Model Architecture
Factor analysis uses XGBoost gradient boosting models to predict RoL and SHAP values to attribute predictions to individual features. This page documents the model architecture, training process, and key design decisions.
Model Type
The system trains three separate XGBoost regression models, currently supporting Multi-Family:
| Model | Coverage Types | Additional Features |
|---|---|---|
| Package Model | Package policies | Property + Liability features |
| Property Model | Property-only policies | Property-specific features |
| Liability Model | Liability-only policies | Liability-specific features |
Separate models allow coverage-type-specific features to be included only where relevant, improving both prediction accuracy and attribution clarity.
Why XGBoost?
XGBoost was selected for several reasons:
- Mixed feature handling: Naturally handles numeric, categorical, and boolean features without extensive preprocessing
- Non-linear relationships: Decision trees capture threshold effects and interactions that linear models miss
- Interaction detection: Tree ensembles automatically discover feature interactions
- SHAP compatibility: TreeExplainer provides exact, efficient SHAP value computation
- Industry standard: Well-established for tabular data with extensive validation
Target Variable
Log-Transformed RoL
Models predict log(RoL) rather than raw RoL. Log transformation is used because:
- Distribution normalization: RoL has a right-skewed distribution; log transform produces approximately normal residuals
- Improved fit: Log transformation reduces the influence of outliers and improves model accuracy
- Multiplicative interpretation: SHAP values in log space translate to percentage effects, which are more intuitive than absolute dollar impacts
When reporting, SHAP values are converted back to percentage impacts using: % change = (exp(SHAP) - 1) × 100
Feature Engineering
Numeric Features
Numeric features are used directly without transformation. The model handles scale differences internally through tree splits.
| Feature | Source |
|---|---|
| Unit Count | Direct from data |
| Year Built | Direct from data |
| Stories | Direct from data |
| Annual Gross Rent | Direct from data |
| RCV per Door | Calculated: RCV / Unit Count |
| EGI per Door | Calculated: EGI / Unit Count |
| RCV of Existing Structure | Direct from data (property models) |
Categorical Features
Categorical features are label-encoded for XGBoost consumption. The model treats these as ordinal values, but tree-based learning effectively handles this by learning appropriate splits.

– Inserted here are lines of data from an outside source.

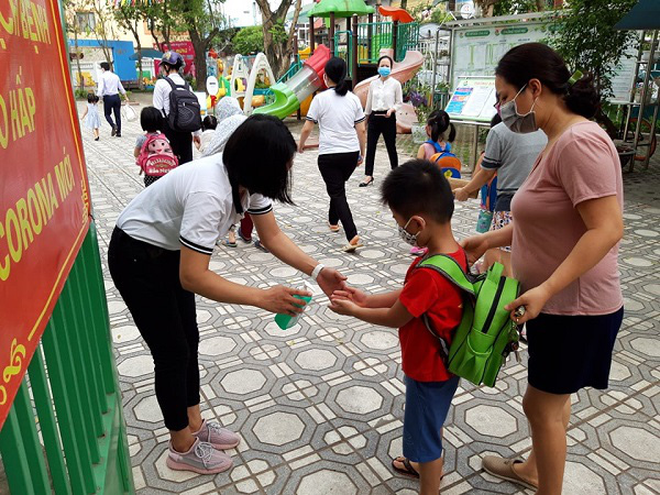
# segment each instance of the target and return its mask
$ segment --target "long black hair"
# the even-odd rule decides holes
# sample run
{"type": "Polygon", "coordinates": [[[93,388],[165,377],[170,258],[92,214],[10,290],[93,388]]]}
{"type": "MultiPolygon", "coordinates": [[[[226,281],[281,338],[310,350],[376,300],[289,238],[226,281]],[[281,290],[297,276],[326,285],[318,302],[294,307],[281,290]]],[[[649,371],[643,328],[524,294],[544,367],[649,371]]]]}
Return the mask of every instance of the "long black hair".
{"type": "Polygon", "coordinates": [[[326,63],[326,76],[332,82],[337,84],[334,92],[339,96],[345,96],[349,92],[349,82],[346,82],[346,63],[343,58],[332,57],[326,63]]]}
{"type": "Polygon", "coordinates": [[[431,128],[431,140],[433,142],[442,138],[443,141],[450,143],[457,138],[457,130],[453,124],[449,121],[449,113],[444,110],[433,110],[427,119],[427,125],[431,128]],[[446,138],[444,133],[449,129],[449,135],[446,138]]]}
{"type": "Polygon", "coordinates": [[[238,213],[243,212],[239,186],[294,205],[290,168],[296,150],[294,136],[276,117],[255,113],[239,125],[222,153],[238,213]]]}
{"type": "Polygon", "coordinates": [[[594,78],[583,75],[575,82],[569,81],[563,58],[542,43],[525,43],[509,50],[495,67],[495,74],[521,89],[530,79],[539,79],[554,95],[563,98],[569,110],[591,119],[596,114],[601,96],[594,87],[594,78]]]}

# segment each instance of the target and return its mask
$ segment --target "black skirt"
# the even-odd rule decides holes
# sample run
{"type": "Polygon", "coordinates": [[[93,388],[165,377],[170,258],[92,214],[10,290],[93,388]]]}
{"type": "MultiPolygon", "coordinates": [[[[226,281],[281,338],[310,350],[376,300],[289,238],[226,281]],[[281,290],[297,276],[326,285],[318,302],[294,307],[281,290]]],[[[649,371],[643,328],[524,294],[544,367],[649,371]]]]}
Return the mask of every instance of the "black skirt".
{"type": "Polygon", "coordinates": [[[527,322],[529,385],[549,394],[607,388],[624,308],[609,315],[540,314],[527,322]]]}

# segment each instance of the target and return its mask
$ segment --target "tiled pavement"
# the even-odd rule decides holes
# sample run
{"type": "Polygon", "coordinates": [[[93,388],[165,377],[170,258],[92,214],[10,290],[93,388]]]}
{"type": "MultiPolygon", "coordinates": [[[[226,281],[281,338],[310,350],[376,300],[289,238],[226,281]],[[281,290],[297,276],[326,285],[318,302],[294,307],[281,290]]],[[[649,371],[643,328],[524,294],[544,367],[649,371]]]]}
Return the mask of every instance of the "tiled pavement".
{"type": "MultiPolygon", "coordinates": [[[[415,481],[389,469],[391,458],[402,451],[404,408],[396,332],[337,316],[320,295],[301,323],[287,331],[265,311],[198,299],[202,409],[239,431],[243,441],[231,452],[235,466],[229,473],[200,476],[165,466],[167,431],[154,396],[152,360],[105,263],[118,213],[143,188],[132,160],[139,125],[124,127],[121,140],[110,139],[108,127],[99,142],[85,134],[85,150],[140,493],[416,493],[415,481]]],[[[276,207],[283,230],[362,289],[398,287],[410,256],[378,204],[377,188],[358,188],[358,174],[351,180],[349,201],[366,245],[358,254],[342,253],[343,235],[327,231],[328,201],[316,156],[296,157],[298,206],[276,207]]],[[[380,151],[378,158],[385,156],[380,151]]],[[[376,185],[386,165],[377,168],[376,185]]],[[[573,399],[564,487],[570,495],[660,493],[659,167],[626,175],[625,183],[620,268],[626,317],[609,391],[582,391],[573,399]]],[[[473,231],[476,215],[476,204],[457,205],[459,238],[473,231]]],[[[211,268],[262,287],[300,286],[306,278],[245,244],[218,249],[211,268]]],[[[442,493],[525,493],[480,472],[480,459],[488,452],[529,450],[520,405],[525,387],[525,360],[504,369],[496,389],[462,383],[444,430],[442,493]]]]}

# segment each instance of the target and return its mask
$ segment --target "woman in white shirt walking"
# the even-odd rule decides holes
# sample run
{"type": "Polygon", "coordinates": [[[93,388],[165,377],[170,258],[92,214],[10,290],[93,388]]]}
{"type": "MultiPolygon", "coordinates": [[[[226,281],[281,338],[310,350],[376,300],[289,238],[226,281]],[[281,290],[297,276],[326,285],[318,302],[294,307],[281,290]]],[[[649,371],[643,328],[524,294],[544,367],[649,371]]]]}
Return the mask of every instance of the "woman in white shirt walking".
{"type": "Polygon", "coordinates": [[[302,153],[314,124],[318,123],[318,164],[330,196],[329,227],[332,232],[338,232],[341,221],[349,241],[344,251],[353,252],[362,244],[346,200],[345,184],[355,167],[362,163],[366,133],[362,105],[360,99],[349,91],[345,77],[346,63],[338,57],[330,58],[323,74],[328,90],[311,100],[307,122],[300,133],[298,153],[302,153]]]}
{"type": "MultiPolygon", "coordinates": [[[[179,70],[184,67],[185,62],[176,52],[165,52],[161,59],[161,68],[164,77],[156,81],[154,86],[153,105],[161,110],[165,118],[165,129],[163,133],[169,140],[172,151],[178,156],[179,165],[193,162],[193,134],[190,132],[175,131],[169,127],[167,116],[169,116],[169,94],[172,86],[165,79],[169,79],[177,86],[187,85],[186,80],[179,75],[179,70]]],[[[199,136],[197,136],[197,140],[199,136]]]]}
{"type": "Polygon", "coordinates": [[[366,165],[364,168],[364,180],[360,187],[366,187],[374,183],[374,160],[376,157],[376,145],[381,134],[385,139],[389,166],[398,166],[396,154],[396,111],[404,102],[402,84],[393,77],[392,66],[394,61],[388,55],[378,58],[378,78],[369,86],[366,108],[364,113],[369,117],[366,130],[366,165]]]}

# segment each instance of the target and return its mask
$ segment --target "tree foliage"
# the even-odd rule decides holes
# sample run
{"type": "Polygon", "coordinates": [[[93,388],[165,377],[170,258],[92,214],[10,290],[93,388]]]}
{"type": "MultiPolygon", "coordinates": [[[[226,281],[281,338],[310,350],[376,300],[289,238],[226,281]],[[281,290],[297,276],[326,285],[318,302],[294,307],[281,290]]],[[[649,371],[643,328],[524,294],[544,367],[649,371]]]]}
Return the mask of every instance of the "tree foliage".
{"type": "Polygon", "coordinates": [[[288,61],[294,51],[293,41],[302,2],[301,0],[282,0],[277,9],[273,11],[268,0],[255,1],[262,14],[263,50],[275,77],[279,77],[288,68],[288,61]],[[294,18],[287,30],[284,21],[292,7],[294,7],[294,18]]]}
{"type": "Polygon", "coordinates": [[[231,41],[235,53],[249,54],[264,50],[264,32],[261,25],[243,28],[231,41]]]}
{"type": "Polygon", "coordinates": [[[630,31],[614,25],[637,0],[571,0],[565,15],[557,18],[550,44],[572,69],[594,75],[603,97],[612,95],[612,77],[626,51],[636,44],[630,31]]]}

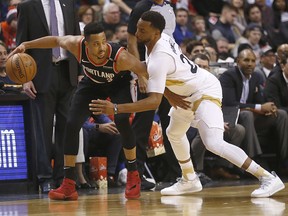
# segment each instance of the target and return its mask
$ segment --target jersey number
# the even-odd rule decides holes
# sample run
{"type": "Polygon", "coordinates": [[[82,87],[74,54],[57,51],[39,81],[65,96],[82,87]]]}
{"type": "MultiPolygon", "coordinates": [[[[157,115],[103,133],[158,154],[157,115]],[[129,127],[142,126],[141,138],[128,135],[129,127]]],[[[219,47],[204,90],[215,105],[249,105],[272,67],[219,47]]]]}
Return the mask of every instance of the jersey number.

| Feature | Cardinality | Encoding |
|---|---|---|
| State | ~50 | Label encoded |
| ZIP Prefix | ~900 | Label encoded |
| Carrier | Variable | Label encoded |
| Brokerage | Variable | Label encoded |
| Policy Structure | ~10 | Label encoded |
| AM Best Rating | ~15 | Label encoded |
| Product Type | Variable | Label encoded |
Boolean Features
Coverage flags are encoded as 0/1 integers:
- Wind/Hail Coverage
- Named Storm Coverage
- Terrorism Property Coverage
- SFHA (Special Flood Hazard Area)
- General Liability Coverage
- Umbrella Liability Coverage
- Terrorism Liability Coverage
Regularization Parameters
Models use aggressive regularization to prevent overfitting to noise. These parameters are more conservative than typical XGBoost defaults, prioritizing model stability and generalization over pure predictive performance:
| Parameter | Value | Purpose |
|---|---|---|
n_estimators | 2,000 | Maximum boosting rounds; actual count determined by early stopping |
max_depth | 3 | Very shallow trees limit complexity; captures at most 3-way interactions |
min_child_weight | 10 | Requires minimum 10 samples per leaf; prevents fitting noise in small subgroups |
learning_rate | 0.02 | Very conservative learning rate; combined with early stopping finds stable optimum |
subsample | 0.6 | 60% row subsampling adds randomness and reduces variance |
colsample_bytree | 0.6 | 60% column subsampling forces feature diversity across trees |
gamma | 1.0 | Minimum loss reduction required for splits; penalizes complex trees |
reg_alpha | 0.5 | L1 regularization promotes feature sparsity |
reg_lambda | 3.0 | L2 regularization smooths leaf weights, reducing extreme predictions |
Statistical Rationale
The combination of shallow trees (max_depth=3), aggressive subsampling (60% rows and columns), and strong regularization (reg_alpha=0.5, reg_lambda=3.0) produces a model that:
- Generalizes well to unseen peer groups
- Produces stable SHAP attributions that don’t change dramatically with small data changes
- Avoids overfitting to noise in smaller peer groups
- Captures the primary pricing relationships without memorizing idiosyncratic patterns
Training Process
Data Splitting
Training data is split into training (80%) and validation (20%) sets. The validation set is used for early stopping to find optimal model complexity.
Early Stopping
Training continues until validation loss stops improving for 40 consecutive rounds. This prevents overfitting by stopping before the model memorizes training data noise.
After early stopping identifies the optimal number of boosting rounds, the model is retrained on the full dataset using that round count to maximize data utilization.
Output
For each peer group query, the trained model produces:
- Predicted RoL for each policy in the peer group
- SHAP values for each feature for each policy
- Aggregated importance scores across the peer group
- Value-level breakdowns for categorical and binned numeric features
These outputs are then transformed into the factor metrics displayed in the application.